The P.A.T.H Exercise
Comments:
During our experience of PTSD we may find that we scan the environment constantly trying to get as much information out of it as fast as possible. This is called being hypervigilant. We may not notice, but underneath this habit of watching our surroundings is a kind of wild, scared feeling of searching for and seeking potential danger. It doesn’t matter if we know intellectually that we are no longer in danger because this is originating from an unconscious, instinctual and animal part of ourselves. It’s like we have a wild animals’ eye attached to us that is always stuck wide open, like a sentry always at the ready even if nothing is there anymore.
Also, we may have a tendency to be dissociated, disconnected from what is going on in the here an now, absent, a space cadet, our mind off in some place other than the present.
Goal:
The goal of this exercise is to begin to train ourselves to stop scanning the environment in such a hyper-alert, robotic and habitual way. We can be alert and aware to danger without having hypervigilance.

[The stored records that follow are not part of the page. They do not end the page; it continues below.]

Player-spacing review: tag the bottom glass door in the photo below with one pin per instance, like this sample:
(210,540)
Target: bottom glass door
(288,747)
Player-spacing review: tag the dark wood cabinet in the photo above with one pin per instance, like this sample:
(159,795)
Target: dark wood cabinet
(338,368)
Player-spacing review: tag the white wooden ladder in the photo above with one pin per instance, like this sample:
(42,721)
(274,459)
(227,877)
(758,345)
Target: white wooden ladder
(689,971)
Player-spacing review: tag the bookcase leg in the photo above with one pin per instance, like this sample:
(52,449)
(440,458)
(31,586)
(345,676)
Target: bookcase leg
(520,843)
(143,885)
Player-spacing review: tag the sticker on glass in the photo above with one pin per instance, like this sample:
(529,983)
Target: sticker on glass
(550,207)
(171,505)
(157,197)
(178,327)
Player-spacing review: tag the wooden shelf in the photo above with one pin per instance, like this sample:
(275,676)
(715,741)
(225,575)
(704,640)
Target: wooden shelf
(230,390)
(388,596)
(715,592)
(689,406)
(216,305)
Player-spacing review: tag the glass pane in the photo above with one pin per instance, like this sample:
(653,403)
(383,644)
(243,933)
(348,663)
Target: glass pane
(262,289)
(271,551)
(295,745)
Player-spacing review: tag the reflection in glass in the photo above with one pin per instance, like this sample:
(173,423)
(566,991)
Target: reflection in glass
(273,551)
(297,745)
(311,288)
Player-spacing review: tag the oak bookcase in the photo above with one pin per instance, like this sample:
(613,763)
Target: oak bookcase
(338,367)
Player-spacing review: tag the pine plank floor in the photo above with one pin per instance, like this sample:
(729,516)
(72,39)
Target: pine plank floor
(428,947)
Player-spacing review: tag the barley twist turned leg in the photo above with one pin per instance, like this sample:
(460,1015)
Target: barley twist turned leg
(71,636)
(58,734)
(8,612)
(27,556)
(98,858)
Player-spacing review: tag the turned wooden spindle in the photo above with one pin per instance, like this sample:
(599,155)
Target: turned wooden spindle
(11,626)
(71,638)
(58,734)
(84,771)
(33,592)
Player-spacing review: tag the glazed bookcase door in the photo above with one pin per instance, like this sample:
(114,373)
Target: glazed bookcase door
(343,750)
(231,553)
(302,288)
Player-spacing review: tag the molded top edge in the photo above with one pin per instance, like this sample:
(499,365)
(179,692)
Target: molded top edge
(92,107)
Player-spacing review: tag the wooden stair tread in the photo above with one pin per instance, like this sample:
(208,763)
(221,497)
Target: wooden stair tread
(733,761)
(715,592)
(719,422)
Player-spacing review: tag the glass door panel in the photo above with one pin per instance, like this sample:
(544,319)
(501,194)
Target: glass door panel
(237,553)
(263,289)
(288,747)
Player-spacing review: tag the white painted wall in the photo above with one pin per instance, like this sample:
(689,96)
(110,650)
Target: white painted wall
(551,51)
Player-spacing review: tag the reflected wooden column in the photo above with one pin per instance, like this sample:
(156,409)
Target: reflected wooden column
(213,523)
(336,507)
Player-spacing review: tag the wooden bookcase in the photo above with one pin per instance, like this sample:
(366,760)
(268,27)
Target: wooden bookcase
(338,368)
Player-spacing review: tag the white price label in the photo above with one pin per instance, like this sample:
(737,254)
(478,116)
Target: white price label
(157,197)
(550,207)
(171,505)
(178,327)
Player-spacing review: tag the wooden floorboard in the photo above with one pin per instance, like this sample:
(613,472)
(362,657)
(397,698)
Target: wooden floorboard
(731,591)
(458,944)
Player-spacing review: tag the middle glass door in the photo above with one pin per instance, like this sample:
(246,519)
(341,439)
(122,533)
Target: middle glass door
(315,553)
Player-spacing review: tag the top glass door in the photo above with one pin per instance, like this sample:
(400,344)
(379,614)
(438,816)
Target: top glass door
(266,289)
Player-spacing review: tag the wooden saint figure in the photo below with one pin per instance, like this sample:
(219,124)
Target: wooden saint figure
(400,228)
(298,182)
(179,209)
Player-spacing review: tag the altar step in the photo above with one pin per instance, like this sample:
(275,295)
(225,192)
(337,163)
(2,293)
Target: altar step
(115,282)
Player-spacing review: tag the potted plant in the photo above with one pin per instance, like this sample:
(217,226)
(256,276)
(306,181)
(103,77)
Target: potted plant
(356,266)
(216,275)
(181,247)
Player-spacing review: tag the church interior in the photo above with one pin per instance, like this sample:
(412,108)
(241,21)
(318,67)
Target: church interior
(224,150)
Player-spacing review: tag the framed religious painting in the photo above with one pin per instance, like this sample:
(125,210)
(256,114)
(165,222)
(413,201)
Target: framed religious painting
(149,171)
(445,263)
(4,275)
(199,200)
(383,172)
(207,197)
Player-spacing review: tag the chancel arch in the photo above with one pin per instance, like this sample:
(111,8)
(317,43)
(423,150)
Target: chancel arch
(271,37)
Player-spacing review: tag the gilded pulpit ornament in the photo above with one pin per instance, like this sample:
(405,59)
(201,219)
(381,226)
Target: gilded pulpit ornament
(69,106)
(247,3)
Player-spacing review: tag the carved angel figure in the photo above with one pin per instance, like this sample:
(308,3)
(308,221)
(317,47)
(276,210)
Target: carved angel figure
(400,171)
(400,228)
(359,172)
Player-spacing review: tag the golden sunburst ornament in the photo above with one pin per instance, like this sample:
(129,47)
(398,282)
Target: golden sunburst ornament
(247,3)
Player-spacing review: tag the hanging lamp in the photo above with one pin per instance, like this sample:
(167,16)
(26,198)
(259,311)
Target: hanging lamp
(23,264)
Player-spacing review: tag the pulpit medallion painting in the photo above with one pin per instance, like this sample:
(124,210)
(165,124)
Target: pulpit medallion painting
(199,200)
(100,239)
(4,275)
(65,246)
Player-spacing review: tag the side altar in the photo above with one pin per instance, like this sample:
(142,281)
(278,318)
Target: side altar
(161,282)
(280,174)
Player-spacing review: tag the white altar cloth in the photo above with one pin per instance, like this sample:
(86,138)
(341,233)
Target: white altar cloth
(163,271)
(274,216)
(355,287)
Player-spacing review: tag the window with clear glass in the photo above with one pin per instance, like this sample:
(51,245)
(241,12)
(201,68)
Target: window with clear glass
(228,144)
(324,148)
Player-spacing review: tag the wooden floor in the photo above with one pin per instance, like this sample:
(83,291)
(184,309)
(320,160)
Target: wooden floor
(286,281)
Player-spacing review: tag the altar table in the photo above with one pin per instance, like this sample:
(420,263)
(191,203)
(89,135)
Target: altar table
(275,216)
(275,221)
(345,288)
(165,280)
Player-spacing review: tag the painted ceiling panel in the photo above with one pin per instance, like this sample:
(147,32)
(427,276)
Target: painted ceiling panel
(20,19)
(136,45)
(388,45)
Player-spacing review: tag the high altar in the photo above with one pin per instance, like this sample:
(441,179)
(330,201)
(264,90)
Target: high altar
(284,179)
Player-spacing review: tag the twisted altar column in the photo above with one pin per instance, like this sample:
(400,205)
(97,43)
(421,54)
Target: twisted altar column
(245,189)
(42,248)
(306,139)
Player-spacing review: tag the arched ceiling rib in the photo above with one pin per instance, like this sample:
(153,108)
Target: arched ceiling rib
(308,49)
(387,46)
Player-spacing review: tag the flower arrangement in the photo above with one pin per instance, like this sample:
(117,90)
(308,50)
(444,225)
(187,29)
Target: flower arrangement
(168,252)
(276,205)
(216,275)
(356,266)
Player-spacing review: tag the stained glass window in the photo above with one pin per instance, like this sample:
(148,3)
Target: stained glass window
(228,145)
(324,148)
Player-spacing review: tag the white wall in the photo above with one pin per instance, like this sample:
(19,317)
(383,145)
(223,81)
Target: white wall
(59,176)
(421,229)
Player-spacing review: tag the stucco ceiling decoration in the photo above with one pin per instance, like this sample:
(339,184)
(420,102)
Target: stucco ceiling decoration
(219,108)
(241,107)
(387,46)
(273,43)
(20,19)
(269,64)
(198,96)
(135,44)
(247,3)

Also the goal is to train us to be OK with the present moment, to settle into the body again, to make it a safe place to exist again. We can learn not to be disconnected from our self /body anymore.
This is a basic, “easy” level felt sense exercise.
Instructions:
Relax your body. Relax your eyes. Slow down your attempts to get information out of the environment around you. Notice the environment in a calm way. Pull your attention inside your body. Now, ask yourself the following 4 things about your body right now, the acronym for this is PATH:
P. Where do I feel pressure?
A. Which parts of my body feel the air?
T. Where is there tension?
H. Where can I feel heat?
Discussion:
This exercise goes from the body’s surface where we usually experience pressure and air, then into the muscles where we usually experience tension, and the most heat is generally deep in the center where it is perhaps more difficult to sense.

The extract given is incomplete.